MSNBC online is an easy place to find a picture of what the hell I am talking about. The "so called tertiary" zone or something like that is obviously the edge of a geologic plate. Their article about the new deep water test well came out on the 5th of this month.
I also saw a short, rather uninformative, but interesting segment on ABC news about the new geophysical survey technology used to locate the test well. They also showed the alleged newly discovered oil to be under the edge of a geologic plate.
Ignoring commone sense, an obese earthquake expert did just say, while I was typing this, From channel 13 ABC in Houston "Florida will not become another California" and their is nothing to worry about.
I don't mean that they should stop producing but people on the coast of the Gulf of Mexico might want to get used to earthquakes.
Obviously I watch too much TV about earthquakes but I thought that geological plates move. Oil underneath a plate of anything slides across the breakfast bar easily.
My point about the well is that they drilled a hole in the edge of a geologic plate and started extracting lubricant. I checked with petroleum expert Dino Sinclair. I asked Sinclair "Sinclair!...is oil slick?". He told me to shut up and go home.
The well is located about 175 miles southwest of the Louisiana coastline. (an abstract location that depends on how much water you want to stand in)
The center of the earthquake was located about 275 miles west of Tampa. Go figure.
The earthquake authorities, god and the no telling who else, are reporting that the quake's epicenter was not on the edge of the plate, but in the center. I think they meant not on the edge. The center might actually have oil on top of it.
How important is all this?

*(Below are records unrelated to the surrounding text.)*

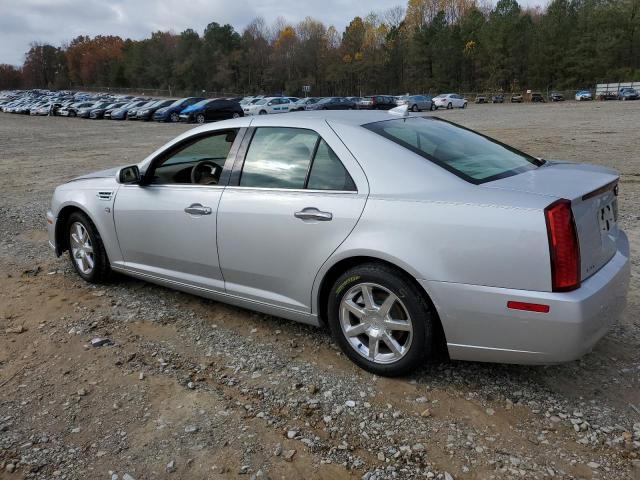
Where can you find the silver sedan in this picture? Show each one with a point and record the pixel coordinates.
(403, 235)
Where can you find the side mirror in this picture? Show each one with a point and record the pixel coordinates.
(129, 175)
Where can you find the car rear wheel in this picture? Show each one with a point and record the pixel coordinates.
(86, 250)
(380, 319)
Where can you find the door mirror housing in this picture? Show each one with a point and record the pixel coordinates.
(129, 175)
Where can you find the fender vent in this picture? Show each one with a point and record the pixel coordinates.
(104, 195)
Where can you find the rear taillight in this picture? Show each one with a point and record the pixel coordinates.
(563, 246)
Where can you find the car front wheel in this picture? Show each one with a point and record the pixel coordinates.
(86, 250)
(380, 319)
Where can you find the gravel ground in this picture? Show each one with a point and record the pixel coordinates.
(190, 388)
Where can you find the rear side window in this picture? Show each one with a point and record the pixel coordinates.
(293, 158)
(327, 171)
(278, 158)
(467, 154)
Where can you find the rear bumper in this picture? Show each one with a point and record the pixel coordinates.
(479, 326)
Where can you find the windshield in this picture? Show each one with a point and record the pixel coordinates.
(467, 154)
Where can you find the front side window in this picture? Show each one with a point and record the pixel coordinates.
(206, 155)
(293, 158)
(469, 155)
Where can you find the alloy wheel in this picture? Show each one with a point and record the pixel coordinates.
(81, 248)
(376, 323)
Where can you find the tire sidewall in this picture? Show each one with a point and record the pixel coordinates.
(421, 343)
(97, 274)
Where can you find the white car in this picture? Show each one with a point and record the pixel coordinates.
(268, 105)
(449, 100)
(583, 95)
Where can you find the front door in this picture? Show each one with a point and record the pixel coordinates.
(293, 204)
(167, 227)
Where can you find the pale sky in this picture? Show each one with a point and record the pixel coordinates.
(58, 21)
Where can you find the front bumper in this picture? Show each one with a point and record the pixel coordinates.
(479, 326)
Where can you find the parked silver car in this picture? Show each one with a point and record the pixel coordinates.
(402, 234)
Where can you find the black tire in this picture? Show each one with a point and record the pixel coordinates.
(101, 271)
(421, 344)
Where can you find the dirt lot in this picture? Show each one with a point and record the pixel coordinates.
(196, 389)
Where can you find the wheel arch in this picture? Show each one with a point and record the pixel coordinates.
(62, 242)
(340, 266)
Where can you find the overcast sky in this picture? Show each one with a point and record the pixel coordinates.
(58, 21)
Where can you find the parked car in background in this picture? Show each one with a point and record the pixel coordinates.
(98, 113)
(171, 113)
(416, 103)
(146, 113)
(381, 102)
(123, 112)
(628, 93)
(268, 105)
(332, 103)
(212, 110)
(537, 97)
(583, 95)
(72, 110)
(449, 100)
(303, 102)
(311, 220)
(86, 112)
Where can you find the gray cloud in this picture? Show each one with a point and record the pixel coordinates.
(59, 21)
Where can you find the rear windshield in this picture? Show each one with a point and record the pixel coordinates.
(469, 155)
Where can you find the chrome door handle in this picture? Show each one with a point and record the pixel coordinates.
(312, 213)
(197, 209)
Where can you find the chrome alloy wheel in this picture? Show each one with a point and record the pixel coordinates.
(81, 247)
(376, 323)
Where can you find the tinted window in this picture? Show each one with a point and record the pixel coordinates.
(469, 155)
(327, 171)
(278, 158)
(176, 168)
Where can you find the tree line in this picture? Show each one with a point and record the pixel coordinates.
(427, 46)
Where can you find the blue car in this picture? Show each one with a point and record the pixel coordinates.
(172, 112)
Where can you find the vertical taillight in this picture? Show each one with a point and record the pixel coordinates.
(563, 246)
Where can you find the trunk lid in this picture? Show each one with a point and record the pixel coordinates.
(592, 191)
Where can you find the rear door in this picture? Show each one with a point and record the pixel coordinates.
(290, 203)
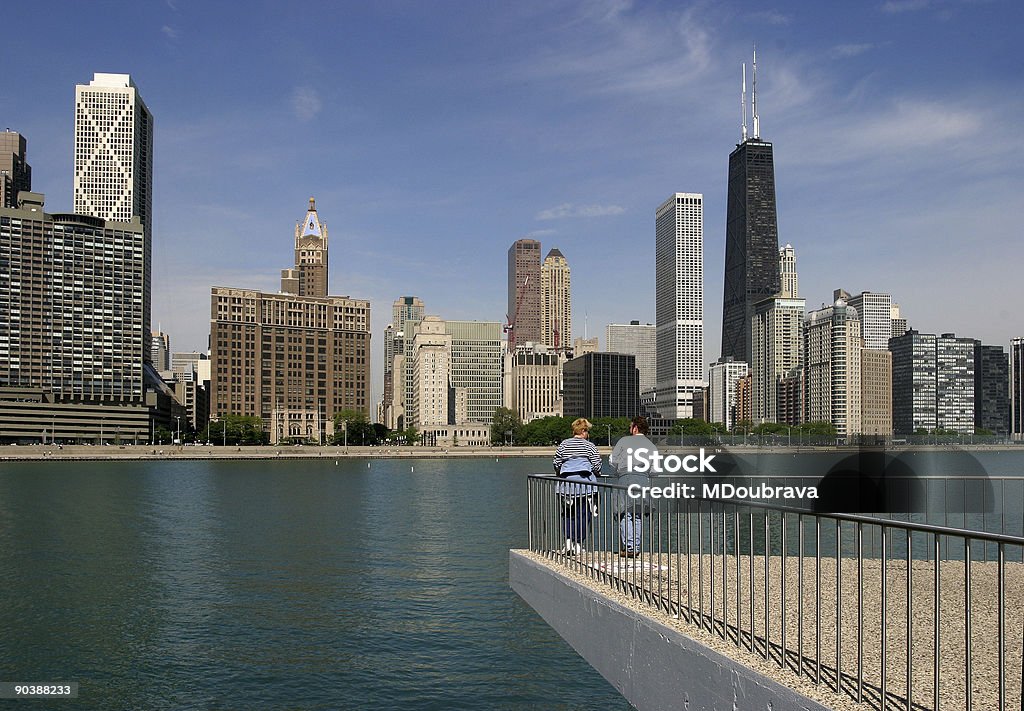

According to MSNBC online, the test well alone is producing 6000 barrels a day. Another news source indicated that 6000 barrels would be the production limit of the alleged new discovery. The alleged new discovery, located near other discoveries, would represent one third of our nation's oil reserves. (actually a private consortium claims to own it even though they found it way out there in the open water) The area said to be a new discovery is a 300 square mile area.
Even if more earthquakes in the Gulf of Mexico is tolerable it would be shameful not to document the phenomenon. Similar operations in other locations on plates that have more stress than the one they are playing with now could perhaps trigger a violent quake in deeper water where the results could be intolerable.
Ok. How many other holes are being drilled in the edge of a geologic plate?
Do you really want to know?
I guess what you need to know on the Gulf coast is that if you see a really unusually low tide, especially an unscheduled low low tide, you might want to get the hell out of there.